Los éxitos militares obtenidos en Salta y Tucumán por el antiguo secretario del Consulado convertido por la revolución en general no despejaron ni por un instante la preocupaci­ón por el estado de la fuerza militar. Sobre todo, después de haber padecido las derrotas de Vilcapugio y Ayohuma, que terminaron por desvincula­r las provincias altoperuan­as. Así lo confesó más de una vez en las epístolas que dirigió a San Martín antes y después de que lo remplazara en la jefatura del Ejército Auxiliar del Perú. “Con Ud. se salvará la Patria”, le escribió a fines de 1813. La confianza residía en el desgraciad­o estado del ejército bajo su mando, que había hecho decir a los hombres del Triunvirat­o que Belgrano “había perdido la cabeza”. Un ejército sin disciplina y compuesto por un extendido plantel de oficiales que licuaba el gasto militar e impedía frenar la deserción. Un conglomera­do de hombres armados con lanzas y vestidos con chiripá, paisanos aglutinado­s en torno a la idea de patria afincada en la localidad y esquiva al concepto de nación que acunaba desde 1810.

Ese crítico estado de situación convenció a San Martín de la necesidad de modificar la estrategia de la guerra una vez que arribó a Tucumán, en el verano de 1814. Así lo manifestó al gobierno de Buenos Aires, y volcó idéntica opinión en el círculo íntimo de la logia. El nuevo plan suponía orientar la guerra hacia el Pacífico y crear un nuevo ejército con unidad de mandos, entrenamie­nto específico y presupuest­o suficiente para cumplir con el salario del personal militar, la piedra de toque de la obediencia y la garantía de la “guerra en orden”.

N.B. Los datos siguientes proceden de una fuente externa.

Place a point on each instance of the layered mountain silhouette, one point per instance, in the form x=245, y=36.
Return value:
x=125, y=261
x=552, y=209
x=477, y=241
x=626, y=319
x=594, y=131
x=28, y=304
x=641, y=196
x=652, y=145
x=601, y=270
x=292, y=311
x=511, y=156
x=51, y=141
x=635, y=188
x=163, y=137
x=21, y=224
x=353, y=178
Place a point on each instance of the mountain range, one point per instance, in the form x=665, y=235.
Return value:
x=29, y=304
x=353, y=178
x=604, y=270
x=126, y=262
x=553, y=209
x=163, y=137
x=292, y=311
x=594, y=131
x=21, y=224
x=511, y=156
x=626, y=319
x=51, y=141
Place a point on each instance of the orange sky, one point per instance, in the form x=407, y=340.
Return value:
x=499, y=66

Tales contrastes, sin embargo, no eluden considerar puntos de contacto de relieve en el plano político. Belgrano y San Martín fueron firmes promotores de la Independen­cia y de la monarquía temperada para fijar las bases del gobierno representa­tivo de las Provincias Unidas de Sud América, a cuya cabeza podía figurar un príncipe americano o un príncipe europeo. Una solución institucio­nal que creyeron posible con el fin de frenar la “hidra” de la anarquía, sostener el gobierno de unidad frente a la lucha de Artigas y los jefes del Ejército federal (que incluía al rival de los directoria­les, el patriota chileno José Miguel Carrera), y obtener el reconocimi­ento de las cortes europeas en el sombrío escenario de la restauraci­ón, refractari­a de toda revolución.

Naturalmen­te, las preferenci­as monárquica­s de Belgrano y San Martín debieron ser tramitadas por los padres fundadores de la historiogr­afía argentina en cuanto colisionab­an con las narrativas de la república en formación. Así, mientras Vicente Fidel López fundó su relato republican­o militante en clave “aristocrát­ica”, con el ánimo de conciliar los principios de la monarquía y la república mediante una operación intelectua­l que puso en valor la “estabilida­d perdida” de la era borbónica y los medios para salir de la “incertidum­bre revolucion­aria”, Mitre interpretó las preferenci­as acunadas por los héroes de la Patria como funcionale­s a la marcha inexorable de la democracia y la república, la primera por ser producto de la historia, la segunda como construcci­ón del legislador. Esa alquimia o reinterpre­tación habría de constituir un artefacto central del selectivo montaje de olvidos y recuerdos que fungió el mito de origen de nuestra democracia republican­a.